Insomma, invece di diventare donnine o donnacce come succede qui da noi, in Iran chi nasce femmina può godere appieno «della forte logica e delle basi razionali che l’islam possiede in tutte le aree che riguardano le donne». Ed ecco di seguito il pistolotto propagandistico che il capo del regime teocratico di Teheran ha rifilato alle delegazioni femminili giunte nella capitale iraniana per celebrare con lui l’anniversario della nascita della figlia del Profeta Maometto: «Non esistono restrizioni per le donne riguardo al lavoro o all’attivismo in politica, o in campo sociale e culturale. E perfino riguardo a questioni internazionali come l’attuale guerra a Gaza. A condizione però (eccolo, il però… nda) che queste attività non ostacolino i loro principali ed esclusivi doveri, ovvero prendersi cura della casa e della famiglia oltre che di crescere i bambini». Tutte queste attività, non va dimenticato, in Iran si possono svolgere in un solo modo: condividendo la linea del regime, ossia trasformandosi in un’attivista del regime stesso. Ogni altra manifestazione trasforma la donna in un nemico di Allah, degna quindi di persecuzione che può arrivare alla morte per mano dello Stato.
La donna dunque parola di Guida Suprema può e deve lavorare (se il marito è d’accordo), può occuparsi di politica, società e cultura solo secondo i dettami della religione di Stato, può manifestare la sua collera contro Israele e l’Occidente. Soprattutto, deve stare al suo posto: in casa a fare la moglie (sottomessa, come da Corano) e la madre. E, quando esce di casa, chiedere prima il permesso del marito: se lui non vuole che lei viaggi, niente. Anche sull’eventuale diritto al divorzio o alla custodia dei figli, dovrà rassegnarsi a leggi che sanciscono l’ineguaglianza dei sessi. Se finisce in carcere, poi, dovrà aspettarsi torture e stupri impuniti.

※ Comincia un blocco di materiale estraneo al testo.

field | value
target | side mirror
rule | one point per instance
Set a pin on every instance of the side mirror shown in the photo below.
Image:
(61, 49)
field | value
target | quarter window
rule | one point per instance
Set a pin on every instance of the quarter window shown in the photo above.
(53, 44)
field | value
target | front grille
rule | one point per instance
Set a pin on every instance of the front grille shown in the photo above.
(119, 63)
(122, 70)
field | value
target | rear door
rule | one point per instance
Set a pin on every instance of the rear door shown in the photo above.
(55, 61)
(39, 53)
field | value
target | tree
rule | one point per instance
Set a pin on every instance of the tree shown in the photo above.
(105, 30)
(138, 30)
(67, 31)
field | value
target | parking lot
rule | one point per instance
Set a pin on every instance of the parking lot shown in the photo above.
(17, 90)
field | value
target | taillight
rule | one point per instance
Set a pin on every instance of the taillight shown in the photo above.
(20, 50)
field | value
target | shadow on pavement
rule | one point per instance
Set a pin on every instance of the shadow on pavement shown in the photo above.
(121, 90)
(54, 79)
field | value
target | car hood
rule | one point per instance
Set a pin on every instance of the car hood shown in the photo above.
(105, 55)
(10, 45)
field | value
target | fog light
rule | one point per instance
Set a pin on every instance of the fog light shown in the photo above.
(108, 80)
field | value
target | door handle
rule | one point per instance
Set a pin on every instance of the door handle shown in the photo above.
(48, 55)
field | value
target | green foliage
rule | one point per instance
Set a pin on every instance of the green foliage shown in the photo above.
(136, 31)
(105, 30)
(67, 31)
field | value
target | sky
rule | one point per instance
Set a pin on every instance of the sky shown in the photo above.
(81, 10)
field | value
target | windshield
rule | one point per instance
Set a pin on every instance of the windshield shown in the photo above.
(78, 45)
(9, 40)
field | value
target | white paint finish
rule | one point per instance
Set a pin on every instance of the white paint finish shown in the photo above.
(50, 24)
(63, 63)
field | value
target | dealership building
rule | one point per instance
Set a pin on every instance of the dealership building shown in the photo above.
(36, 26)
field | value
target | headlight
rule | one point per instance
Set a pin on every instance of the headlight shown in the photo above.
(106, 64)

Meno che mai dovrà sognarsi di contestare il dovere alla «moralità dei costumi»: «Massima attenzione a non suscitare attrazione sessuale sul posto di lavoro», velo in testa e vestiti castigati, pena le giuste aggressioni della polizia morale, che possono anche rivelarsi fatali, come è accaduto di recente a una ragazza di 16 anni nel metrò di Teheran. E, in caso di manifestazioni di piazza, sapere che i cecchini del regime mirano agli occhi delle donne che si tolgono il velo: tanto, in Occidente, quasi nessuno le difenderà. Abbiamo ben altro di cui indignarci, noi, qui c’è il patriarcato!